Request for Proposal. RFP. Frontline users and vendors alike let out a collective groan at the prospect of a long, cumbersome and painful process. Vendors may opt out of participation or put forth a half-hearted effort. Frontline users increasingly find end-arounds and engage directly with vendors for discussions and demonstrations. There must be better way for all involved!
In some circumstances, a formal RFP may still be a good option, if not required. But the evaluation process needs to have real business value for all concerned. Here are a few guidelines for improving the process.
Fairness and communication are the underpinnings of success. Many of the stereotypes and fears about the selling and buying process come from the lack of these two things. Placing high respect on people’s time will serve as a good guidepost on both sides. Everyone wants the process to go faster and be easier and less demanding. Look for ways to achieve those objectives while still meeting the level of rigor and risk mitigation required.
Another principle is that a little learning on both sides of the transaction can go a long way to improving the process. Everyone can get a better feel for options and fit when they are allowed to engage and discuss the possibilities. Education can help narrow options, allay the fear of missing out (FOMO), and avoid my new most dreaded phase, “Well, what about…?” cropping up much too late in the process.
Finally, get past the marketing messages that come from canned responses (the “typical” RFP response) and dive into “hot button” issues and unique needs and see how they will be met, and in what timeframe (because not everything a vendor touts is available now!). Whether the evaluation process involves written responses or spirited discussions (or more likely, both!), buyers need a clear understanding of what matters most to their decision processes and how each vendor stacks up against them. They need to focus on the mission-critical functional, technical, implementation, support, and financial imperatives and bid a fond farewell to voluminous RFPs and responses that cover everything but the kitchen sink.
Along with these guidelines, buyers and sellers must “walk in each other’s shoes” to get everyone to understand the realities of the evaluation and sales processes.
Buyers have a right to compare options, but they also need to make the opportunity attractive to the vendors so they will bid. Beyond being fair and honest about the process, the buyers need to make it clear that they know what they are seeking. The wider they spread the net (e.g., cloud and premise), the less likely vendors take the process seriously and participate. The burden needs to match the opportunity.
Sellers have a right to assess opportunities to see if they think their chances are good and worth the effort. They are not obligated to bid on everything, and they may not feel compelled to play by the buyer’s rules. (I’ll note exceptions in a moment.) At the same time, sellers need to recognize they can’t control the process. They still need to participate in a competitive process (which is not the same as RFPs) lest they miss opportunities.

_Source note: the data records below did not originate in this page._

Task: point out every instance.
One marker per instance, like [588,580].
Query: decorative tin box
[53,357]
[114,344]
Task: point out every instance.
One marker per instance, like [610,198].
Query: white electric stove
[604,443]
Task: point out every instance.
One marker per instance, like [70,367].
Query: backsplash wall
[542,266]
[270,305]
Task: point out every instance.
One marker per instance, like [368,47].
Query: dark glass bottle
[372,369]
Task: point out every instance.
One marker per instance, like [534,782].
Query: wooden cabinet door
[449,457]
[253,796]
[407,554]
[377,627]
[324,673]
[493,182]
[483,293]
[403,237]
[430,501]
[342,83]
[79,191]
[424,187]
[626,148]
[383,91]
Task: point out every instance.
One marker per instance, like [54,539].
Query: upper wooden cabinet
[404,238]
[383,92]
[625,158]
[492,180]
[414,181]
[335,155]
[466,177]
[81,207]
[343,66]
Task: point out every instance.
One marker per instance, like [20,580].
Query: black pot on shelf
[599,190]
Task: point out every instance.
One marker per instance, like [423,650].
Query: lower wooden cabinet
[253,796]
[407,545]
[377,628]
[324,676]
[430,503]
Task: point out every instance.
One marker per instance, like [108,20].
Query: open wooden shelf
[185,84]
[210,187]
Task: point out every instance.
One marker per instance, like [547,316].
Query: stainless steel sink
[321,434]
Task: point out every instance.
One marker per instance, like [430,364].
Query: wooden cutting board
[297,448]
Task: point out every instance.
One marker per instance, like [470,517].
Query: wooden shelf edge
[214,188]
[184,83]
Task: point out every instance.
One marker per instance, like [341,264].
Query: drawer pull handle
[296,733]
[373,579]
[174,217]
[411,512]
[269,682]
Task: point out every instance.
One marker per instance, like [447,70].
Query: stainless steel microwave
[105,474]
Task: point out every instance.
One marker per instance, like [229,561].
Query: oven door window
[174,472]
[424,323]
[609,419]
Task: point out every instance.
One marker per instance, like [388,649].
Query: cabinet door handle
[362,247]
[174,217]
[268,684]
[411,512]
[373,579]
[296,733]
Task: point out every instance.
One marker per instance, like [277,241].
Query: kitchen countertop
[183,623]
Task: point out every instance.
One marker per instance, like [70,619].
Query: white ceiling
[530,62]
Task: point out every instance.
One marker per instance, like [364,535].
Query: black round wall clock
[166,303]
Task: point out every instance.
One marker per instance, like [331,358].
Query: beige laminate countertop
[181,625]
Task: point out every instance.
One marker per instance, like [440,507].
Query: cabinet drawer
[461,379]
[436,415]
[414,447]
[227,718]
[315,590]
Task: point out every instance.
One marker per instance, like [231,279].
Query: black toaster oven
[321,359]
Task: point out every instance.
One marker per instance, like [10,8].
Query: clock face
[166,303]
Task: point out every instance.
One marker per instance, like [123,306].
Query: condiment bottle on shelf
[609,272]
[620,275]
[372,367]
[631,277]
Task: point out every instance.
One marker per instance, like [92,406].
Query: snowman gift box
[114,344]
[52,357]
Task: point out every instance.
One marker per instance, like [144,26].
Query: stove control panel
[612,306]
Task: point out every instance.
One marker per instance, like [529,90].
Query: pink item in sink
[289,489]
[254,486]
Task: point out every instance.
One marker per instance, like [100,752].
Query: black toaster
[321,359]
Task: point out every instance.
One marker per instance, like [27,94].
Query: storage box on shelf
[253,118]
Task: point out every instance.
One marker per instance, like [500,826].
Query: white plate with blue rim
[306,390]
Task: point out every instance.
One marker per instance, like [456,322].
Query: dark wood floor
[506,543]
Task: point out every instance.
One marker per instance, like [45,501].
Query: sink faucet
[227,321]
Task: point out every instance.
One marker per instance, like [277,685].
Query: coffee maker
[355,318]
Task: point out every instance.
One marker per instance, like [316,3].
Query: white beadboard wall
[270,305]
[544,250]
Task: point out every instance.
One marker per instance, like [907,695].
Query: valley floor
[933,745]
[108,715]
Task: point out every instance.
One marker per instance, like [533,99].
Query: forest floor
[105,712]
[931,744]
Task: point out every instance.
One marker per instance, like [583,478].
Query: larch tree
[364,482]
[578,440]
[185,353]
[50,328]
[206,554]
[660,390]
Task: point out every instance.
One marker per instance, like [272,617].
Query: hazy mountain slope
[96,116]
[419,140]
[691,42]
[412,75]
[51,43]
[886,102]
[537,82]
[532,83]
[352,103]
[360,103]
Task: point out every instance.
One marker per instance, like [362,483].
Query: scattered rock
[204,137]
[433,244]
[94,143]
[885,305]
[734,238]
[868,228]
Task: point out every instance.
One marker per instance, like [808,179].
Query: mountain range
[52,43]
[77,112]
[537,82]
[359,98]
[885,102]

An RFP may be facilitated with online procurement tools that require vendors to bid in a structured format. The tool then puts the responses side-by-side and facilitates comparisons. Some may require templates to address a variety of formalities including security profiles, disadvantaged business qualifications, or compliance certifications. These processes typically demand less direct communication with the evaluation team (including IT and the contact center) until short lists or final due diligence steps, and take a long time, with 3-4 months or more typical. While we recognize the need for the formality in these cases, we still emphasize the value of conversations and engagement between sellers and buyers as early and often in the process as possible.